全て分かった上で、俺の隣に居たというのか。
返す言葉が見つからず、口の端を結んだ。
「……」
「でも、今回ばかりは許して欲しい。翔ちゃんにとって、昔の僕は屑だったのかもしれない。けど、今は違う。…君のことは、友達として大切に思ってるんだ」
会話の切れ端に混じった、ある単語に耳を疑った。
「ともだち」
恐る恐る聞き返してみる。
すると真っ直ぐボールが跳ね返ってくるように、「うん」と返された。
俺はそんな風に思われていたのか。
てっきり…。
「…俺が好きで、それで付きまとってたんじゃないのか?」
「勿論好きだよ。でも、あの頃とは種類が違う」
「…な」
まさか、俺の勘違いで、自意識過剰だっただけだなんて。
恥ずかしい所の話じゃない、穴が有ったら入りたい。
段々と、頬が熱くなっていくのを感じた。
「あんな事があったし、翔ちゃんを1人にしたくない。
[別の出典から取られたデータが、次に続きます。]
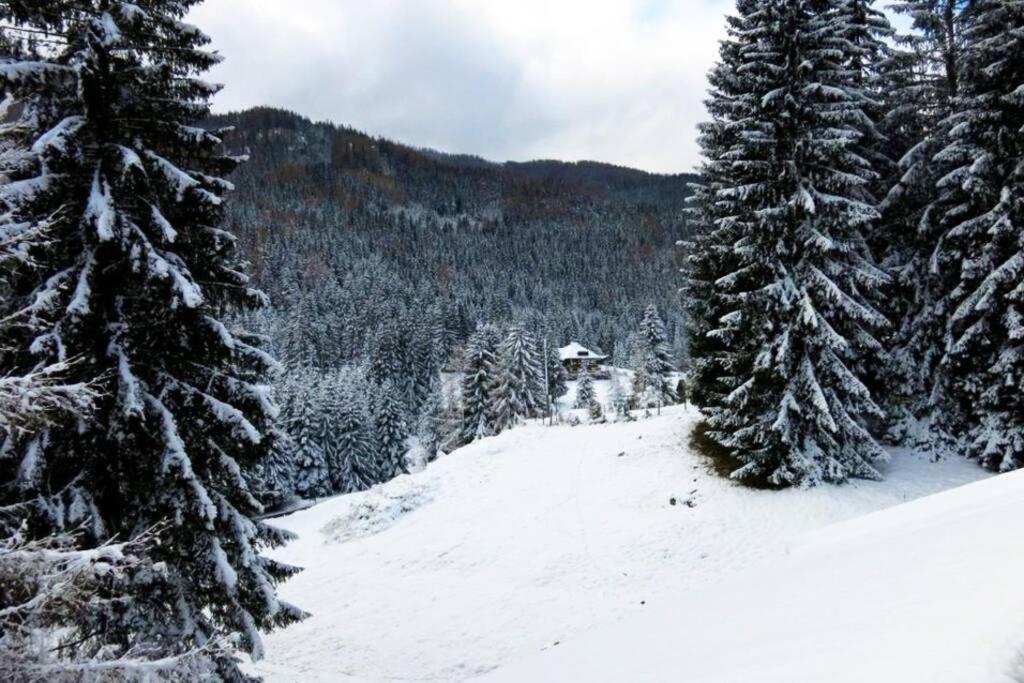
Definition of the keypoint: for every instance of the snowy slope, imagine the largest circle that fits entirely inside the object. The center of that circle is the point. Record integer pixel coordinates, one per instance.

心配してるんだ」
「……わ、分かった」
混乱して、流れで返事を了承にしてしまった。
(仕事の帰りに迎えに来たり、勝手に合鍵作ったり、普段からベタベタしてきたり、タクミに対抗心を燃やしたり…)
あれも、これも、全ての行為の前提は友達だったということ。
なんて、なんて恥ずかしい思い違いをしていたんだ、俺。